The KIT research team created an object modeling center with a Konica Minolta 3D scanner, a turntable and a pair of moving Marlin cameras that completely scan real-world objects and combine the outputs into a textured 3D image. The modeling center was partly funded by SFB-588 and the DESIRE project and the results of the modeling centers were used in both projects as well as several European research projects.
It was Kasper’s responsibility to model the environment in which ARMAR-III learns and lives. He modeled 119 objects available to ARMAR-III with good resolution, all routes are saved in the KIT Web Model object database using the technology plus.
The high quality 3D object models allow ARMAR-III grasp planning to calculate grasp points and a completely independent safety grip, with no human input involved. Kasper said the custom-made KIT software “dramatically reduces the work we need to do ourselves, I don’t think we would have the level of quality without Rapidform.dll,” and it “works tremendously, I’m very happy with it.”
“We are committed to equipping 3D application developers with powerful tools that can be integrated into their existing software,” said Michelle Baek, Rapidform.dll Business Development Manager, “to reduce their development time so they can focus on delivering world-class 3D scanning solutions.”

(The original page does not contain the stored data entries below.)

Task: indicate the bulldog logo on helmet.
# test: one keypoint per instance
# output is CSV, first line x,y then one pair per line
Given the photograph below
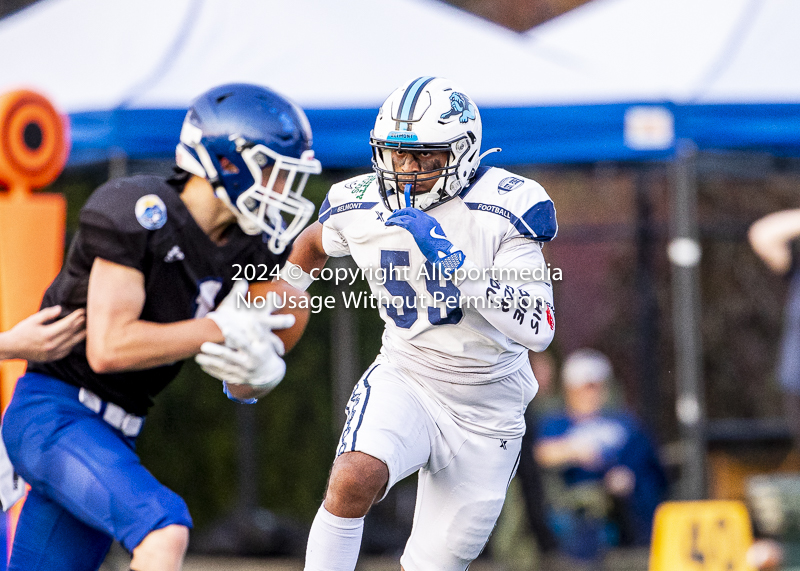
x,y
460,105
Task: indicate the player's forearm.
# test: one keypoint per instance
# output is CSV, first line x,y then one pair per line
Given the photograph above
x,y
523,313
142,345
307,251
6,346
770,237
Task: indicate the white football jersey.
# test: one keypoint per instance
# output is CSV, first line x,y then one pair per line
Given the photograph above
x,y
500,220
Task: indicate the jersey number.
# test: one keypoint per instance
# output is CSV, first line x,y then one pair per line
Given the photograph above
x,y
445,296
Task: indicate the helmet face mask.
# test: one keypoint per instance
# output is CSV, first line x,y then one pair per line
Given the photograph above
x,y
276,206
231,135
426,115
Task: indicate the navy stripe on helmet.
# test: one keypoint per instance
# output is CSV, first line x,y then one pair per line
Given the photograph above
x,y
409,100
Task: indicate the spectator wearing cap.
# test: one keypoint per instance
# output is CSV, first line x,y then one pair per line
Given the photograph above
x,y
607,474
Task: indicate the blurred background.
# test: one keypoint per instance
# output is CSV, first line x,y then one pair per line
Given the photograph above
x,y
661,129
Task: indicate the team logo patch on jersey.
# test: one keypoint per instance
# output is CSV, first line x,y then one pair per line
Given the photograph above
x,y
460,105
151,212
509,183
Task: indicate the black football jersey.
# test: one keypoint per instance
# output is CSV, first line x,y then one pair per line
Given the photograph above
x,y
141,222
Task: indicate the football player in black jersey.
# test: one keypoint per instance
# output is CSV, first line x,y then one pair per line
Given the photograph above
x,y
150,263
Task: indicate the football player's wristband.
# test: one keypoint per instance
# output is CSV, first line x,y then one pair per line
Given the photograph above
x,y
295,276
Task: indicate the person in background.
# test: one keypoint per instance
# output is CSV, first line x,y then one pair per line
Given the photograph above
x,y
43,337
774,238
608,474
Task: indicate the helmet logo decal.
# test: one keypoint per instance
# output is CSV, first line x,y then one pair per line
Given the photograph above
x,y
401,136
462,106
151,212
409,101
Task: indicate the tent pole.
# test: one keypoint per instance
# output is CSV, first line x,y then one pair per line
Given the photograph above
x,y
684,254
650,394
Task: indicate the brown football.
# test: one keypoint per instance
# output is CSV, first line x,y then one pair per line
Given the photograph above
x,y
292,301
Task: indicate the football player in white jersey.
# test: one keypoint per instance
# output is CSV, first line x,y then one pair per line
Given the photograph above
x,y
453,253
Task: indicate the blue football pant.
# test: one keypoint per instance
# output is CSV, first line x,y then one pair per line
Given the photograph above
x,y
88,484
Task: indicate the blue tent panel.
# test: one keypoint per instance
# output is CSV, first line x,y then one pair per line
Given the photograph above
x,y
530,135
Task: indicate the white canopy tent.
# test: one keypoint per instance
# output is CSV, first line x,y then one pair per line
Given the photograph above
x,y
727,72
683,51
126,72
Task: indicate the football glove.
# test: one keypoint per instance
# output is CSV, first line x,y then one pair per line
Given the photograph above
x,y
259,366
242,326
430,238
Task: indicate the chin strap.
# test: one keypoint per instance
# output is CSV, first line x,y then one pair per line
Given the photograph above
x,y
247,225
489,152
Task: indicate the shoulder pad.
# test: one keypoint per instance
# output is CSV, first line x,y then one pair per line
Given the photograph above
x,y
522,201
357,193
135,204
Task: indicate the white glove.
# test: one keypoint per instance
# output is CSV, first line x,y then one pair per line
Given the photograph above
x,y
258,365
242,326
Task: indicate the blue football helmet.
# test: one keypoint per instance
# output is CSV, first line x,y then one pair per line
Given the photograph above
x,y
230,136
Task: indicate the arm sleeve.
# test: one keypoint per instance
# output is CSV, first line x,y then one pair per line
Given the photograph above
x,y
515,294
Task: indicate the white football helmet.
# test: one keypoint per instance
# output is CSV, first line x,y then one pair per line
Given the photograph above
x,y
427,114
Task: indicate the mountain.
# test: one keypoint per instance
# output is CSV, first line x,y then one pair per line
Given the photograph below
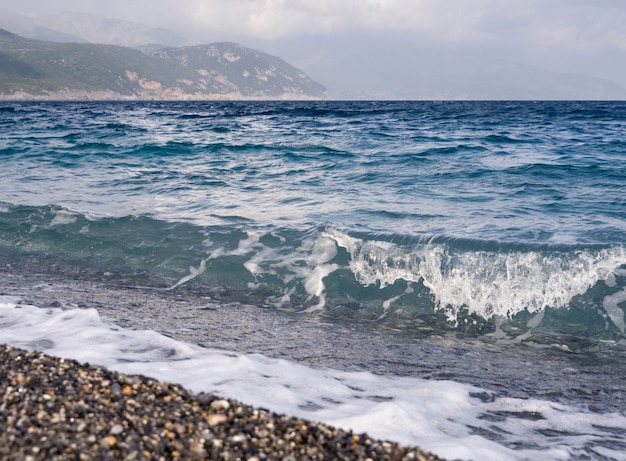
x,y
33,69
72,27
229,67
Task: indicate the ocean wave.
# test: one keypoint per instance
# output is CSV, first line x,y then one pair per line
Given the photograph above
x,y
365,276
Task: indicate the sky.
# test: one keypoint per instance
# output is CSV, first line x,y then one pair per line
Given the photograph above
x,y
384,45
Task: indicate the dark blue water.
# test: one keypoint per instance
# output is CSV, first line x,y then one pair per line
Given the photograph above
x,y
503,218
479,242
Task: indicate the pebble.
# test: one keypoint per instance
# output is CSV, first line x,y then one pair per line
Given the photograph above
x,y
54,409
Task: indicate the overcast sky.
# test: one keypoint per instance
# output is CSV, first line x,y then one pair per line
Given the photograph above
x,y
579,36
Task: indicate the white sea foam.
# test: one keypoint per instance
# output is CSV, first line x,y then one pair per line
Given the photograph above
x,y
485,283
454,420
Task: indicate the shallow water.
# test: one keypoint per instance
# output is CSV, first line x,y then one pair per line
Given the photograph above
x,y
473,242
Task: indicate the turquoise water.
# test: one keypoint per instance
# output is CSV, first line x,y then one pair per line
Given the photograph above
x,y
481,243
472,215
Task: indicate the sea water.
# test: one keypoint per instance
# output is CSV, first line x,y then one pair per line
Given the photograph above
x,y
447,274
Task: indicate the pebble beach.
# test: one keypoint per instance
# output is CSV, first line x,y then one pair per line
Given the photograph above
x,y
55,408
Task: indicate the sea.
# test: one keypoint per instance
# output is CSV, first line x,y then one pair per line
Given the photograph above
x,y
447,274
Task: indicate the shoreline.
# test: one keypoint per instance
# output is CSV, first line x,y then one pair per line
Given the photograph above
x,y
55,408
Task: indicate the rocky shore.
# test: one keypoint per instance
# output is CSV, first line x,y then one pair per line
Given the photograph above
x,y
55,408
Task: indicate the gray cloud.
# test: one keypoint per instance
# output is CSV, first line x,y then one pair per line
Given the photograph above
x,y
341,41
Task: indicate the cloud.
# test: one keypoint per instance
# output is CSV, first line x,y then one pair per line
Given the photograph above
x,y
583,24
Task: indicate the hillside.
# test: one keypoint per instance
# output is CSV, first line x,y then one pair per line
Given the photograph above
x,y
33,69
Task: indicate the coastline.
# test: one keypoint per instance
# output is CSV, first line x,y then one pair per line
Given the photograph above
x,y
55,408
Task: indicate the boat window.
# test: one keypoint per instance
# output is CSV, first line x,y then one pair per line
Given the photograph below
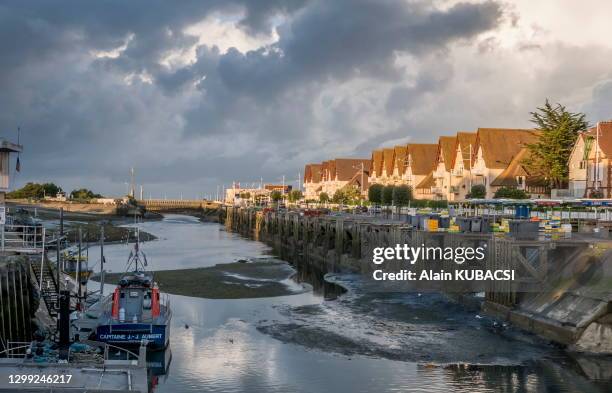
x,y
146,302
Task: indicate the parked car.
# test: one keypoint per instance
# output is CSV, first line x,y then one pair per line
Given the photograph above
x,y
375,209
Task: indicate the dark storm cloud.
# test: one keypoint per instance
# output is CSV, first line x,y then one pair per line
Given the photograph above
x,y
340,39
90,119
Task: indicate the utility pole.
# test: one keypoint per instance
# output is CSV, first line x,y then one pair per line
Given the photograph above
x,y
132,185
470,166
299,181
101,261
78,274
597,159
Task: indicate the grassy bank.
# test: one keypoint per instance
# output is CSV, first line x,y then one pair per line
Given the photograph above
x,y
225,281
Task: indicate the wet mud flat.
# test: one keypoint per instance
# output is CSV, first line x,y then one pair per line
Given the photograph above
x,y
261,277
404,326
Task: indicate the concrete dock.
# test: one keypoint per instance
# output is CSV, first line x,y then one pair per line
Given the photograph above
x,y
564,293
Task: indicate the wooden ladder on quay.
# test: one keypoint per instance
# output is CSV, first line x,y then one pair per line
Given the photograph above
x,y
47,284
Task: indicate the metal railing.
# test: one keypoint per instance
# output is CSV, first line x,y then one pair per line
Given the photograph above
x,y
15,349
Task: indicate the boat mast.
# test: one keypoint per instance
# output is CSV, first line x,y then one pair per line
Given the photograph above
x,y
101,261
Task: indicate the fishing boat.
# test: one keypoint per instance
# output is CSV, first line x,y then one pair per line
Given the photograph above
x,y
137,310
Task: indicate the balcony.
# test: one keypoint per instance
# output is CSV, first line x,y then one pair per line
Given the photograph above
x,y
458,172
438,174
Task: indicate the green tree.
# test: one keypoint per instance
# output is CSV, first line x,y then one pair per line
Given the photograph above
x,y
402,195
559,129
35,190
387,195
324,197
477,191
512,193
348,195
276,196
295,195
375,194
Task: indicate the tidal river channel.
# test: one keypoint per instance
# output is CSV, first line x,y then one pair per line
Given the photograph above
x,y
318,339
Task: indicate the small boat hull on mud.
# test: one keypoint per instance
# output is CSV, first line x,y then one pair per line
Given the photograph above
x,y
124,334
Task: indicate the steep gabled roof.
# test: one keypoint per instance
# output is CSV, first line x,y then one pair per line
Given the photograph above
x,y
388,159
325,170
345,168
423,157
446,150
356,179
605,136
464,141
312,173
400,159
377,162
516,168
427,182
500,145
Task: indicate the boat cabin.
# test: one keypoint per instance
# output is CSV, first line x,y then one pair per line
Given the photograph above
x,y
136,299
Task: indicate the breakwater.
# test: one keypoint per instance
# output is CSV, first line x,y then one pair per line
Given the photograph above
x,y
563,292
18,300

The future is projected The ARMAR “family” of humanoid robots has been in development since 2000. Each generation has received an increase in degrees-of-freedom (DOF), mobility, sensory capabilities and mimics other European-designed robots. However, the ARMAR-III pioneer is still on a mobile-controlled autonomous wheeled platform. “ARMAR-IV will have legs and learn to walk,” Kasper said. “This robot is limited in dexterity, but with legs it will be able to climb steps and provide more support to humans, similar to Japanese robotics technology as seen in Asimo Honda.” Does he ever worry about artificial intelligence evolving to the point of a robot apocalypse? “In 80 years there will be a personal system with robots in every home…. I, Robot,” Kasper laughed. “The robot will eventually be able to use its learned knowledge to guess what the user wants. Even today, a human does not operate ARMAR-III, instead the robot reacts to the human “.
The Karlsruhe Institute of Technology would like to thank the Deutsche Forschungsgemeinschaft (DFG) as part of the Collaborative Research Center Sonderforschungsbereich 588 (SFB-588) project for funding ARMAR. Their central object modeling was partly funded by the SFB-588 and the German Robotics Initiative “Desire”.